Shaking up the UK Banking Sector – I’m cautiously optimistic

So Virgin Money are having a showcase week following their acquisition of the ‘good’ Northern Rock.

I am personally very excited about

a) Virgin Money’s ‘full’ entrance to the market
b) The next 5 years of the UK Banking sector

Virgin have been hankering after the opportunity to transform this industry for a long time now and they stand a very good chance of being able to do so… but they are not the only change shifters around and they are not ‘automatically’ going to be THE people to change the industry necessarily!

What IS wrong with UK Banking?
When bankers or those in the industry survey customers about their opinions about banking we get answers back about interest rates, charges and fat-cats.

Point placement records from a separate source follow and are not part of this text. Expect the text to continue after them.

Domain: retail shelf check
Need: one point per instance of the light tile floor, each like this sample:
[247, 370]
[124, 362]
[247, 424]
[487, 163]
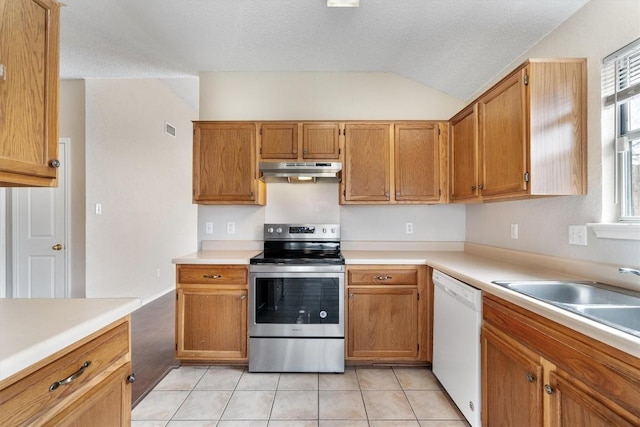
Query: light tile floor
[232, 397]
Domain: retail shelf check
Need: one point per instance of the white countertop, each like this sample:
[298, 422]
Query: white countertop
[217, 257]
[33, 329]
[476, 270]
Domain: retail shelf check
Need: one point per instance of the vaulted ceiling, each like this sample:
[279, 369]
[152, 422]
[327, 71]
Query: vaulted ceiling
[455, 46]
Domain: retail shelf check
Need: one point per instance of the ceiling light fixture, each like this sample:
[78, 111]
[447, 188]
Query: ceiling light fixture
[343, 3]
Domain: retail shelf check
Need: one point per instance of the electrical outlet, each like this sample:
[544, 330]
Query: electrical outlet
[578, 235]
[231, 228]
[514, 231]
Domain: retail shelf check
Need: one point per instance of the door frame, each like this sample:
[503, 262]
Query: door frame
[67, 232]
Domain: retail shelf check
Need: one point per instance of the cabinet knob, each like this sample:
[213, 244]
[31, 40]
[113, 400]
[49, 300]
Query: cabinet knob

What we don’t get is what are people trying to do with their money (that means they want better interest rates), how are people managing their money (such that they incur charges) and what do people understand about the banking industry such that they perceive ‘Fat Cats’ as being unfairly paid…

The banking industry is just generally not used to being customer-centred in it’s thinking. It has never had to be.

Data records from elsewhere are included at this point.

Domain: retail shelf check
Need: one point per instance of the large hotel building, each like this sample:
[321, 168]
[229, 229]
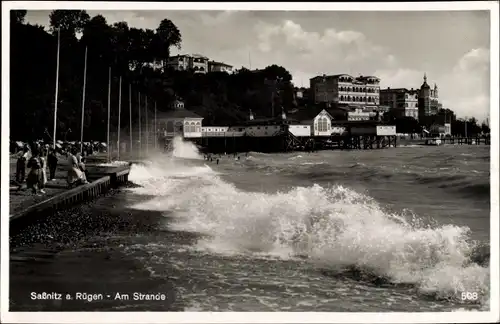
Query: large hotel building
[345, 89]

Well that is certainly changing now. Rightly or wrongly the banking crisis has made us all say “Enough is enough… something has to change” and there are now new entrants to the industry who are clamouring to offer us alternatives in an industry numbed by sameness.

When I look at the new entrants the ones that excite me are the ones that I know are thinking about us as human beings (and yes consumers), our lives and what we want to achieve ‘through’ banking – as opposed to those who are just thinking ‘what is a better banking product’ or ‘what does mobile banking mean for a customer’.

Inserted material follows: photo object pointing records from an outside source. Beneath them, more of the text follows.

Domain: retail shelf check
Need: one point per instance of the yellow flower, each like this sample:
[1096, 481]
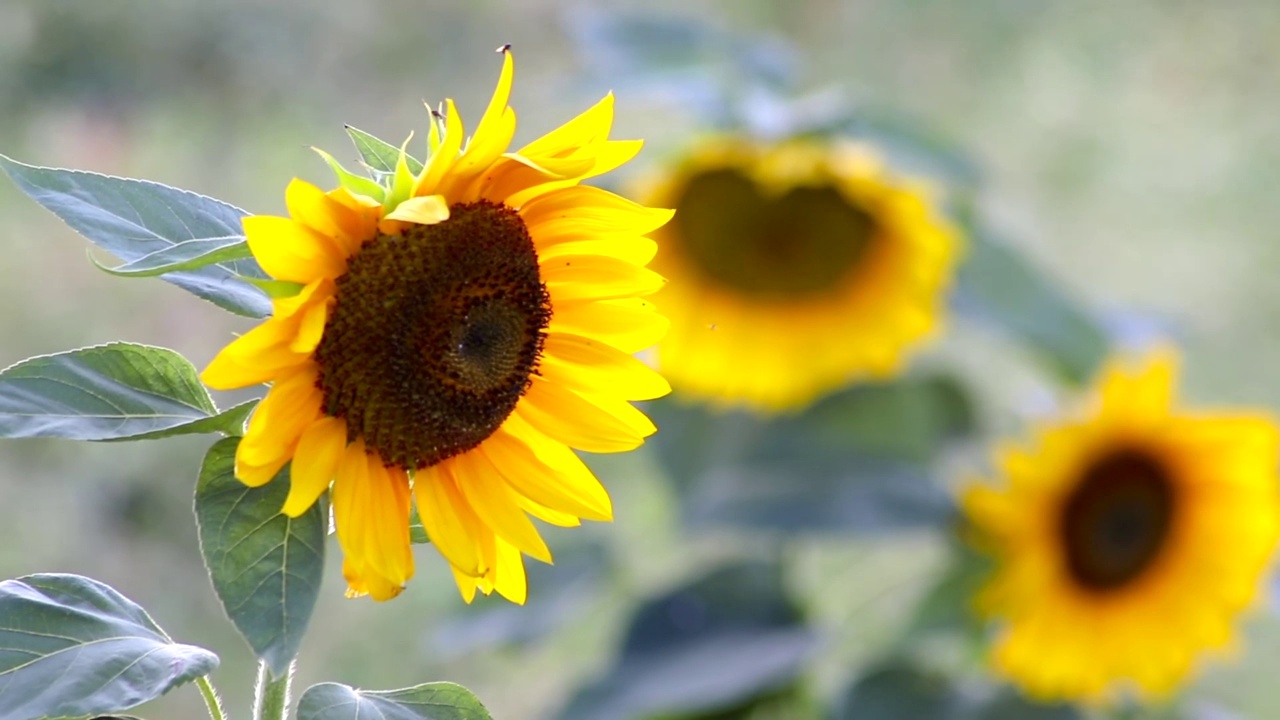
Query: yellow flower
[795, 268]
[1128, 538]
[457, 332]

The lens of change has to be wider than this.

My pick of ones to watch… and why some obvious names don’t make the list

  • [my out on a limb prediction] – Royal Bank of Scotland
  • [the favourite but with caveats] – Virgin Money
  • [The Industry Usurpers] – Apple/Amazon/Paypal
  • [The Surprising Innovator] – Standard Chartered
  • [The disrupter] – Yodlee

Who didn’t make the list

  • Aggregators/Online ‘layers’ – Bank Simple/Moneydashboard/Mint
  • The incumbants – The other high-street banks

So why is the perpetrator (as defined by the red-tops) top of my list?  Not just because the only way is up ;-) but because

  1. The new starts are struggling with actually implementing the technology behind a bank.  Don’t expect current accounts or mortgages from Tesco Bank anytime soon the FSA is far too busy scrutinising them on why they couldn’t robustly deliver Savings and Credit Cards [their core business]Virgin Money remain on the list because they have at least acquired a fully working bank but they may still have serious integration challenges (based on the same technology Tesco Bank is struggling with)
  2. The incumbants have already got a fully working bank system, are experienced at delivering change into it and rolling that out to their staff.Their challenge is a cultural and organisational one – their key change they need to make is to decide to be more customer centred and do everything they already know how to do – but with THAT focus.  They COULD move very quickly and deliver to their already hefty market share a great experience.

The disruptors may well be the ones that kick one or two of the incumbants into action (the jungle drums of customer experience suggest this is happening within at least three major UK retail banks)

There are so many ways to cut your predictions – and I may well change my mind in a years time – there is one thing that for me remains absolute though.  The winner will be one who works out what it really means to be customer-led from the inside-out, who can demonstrate a genuine sense of connection and understanding with their customers.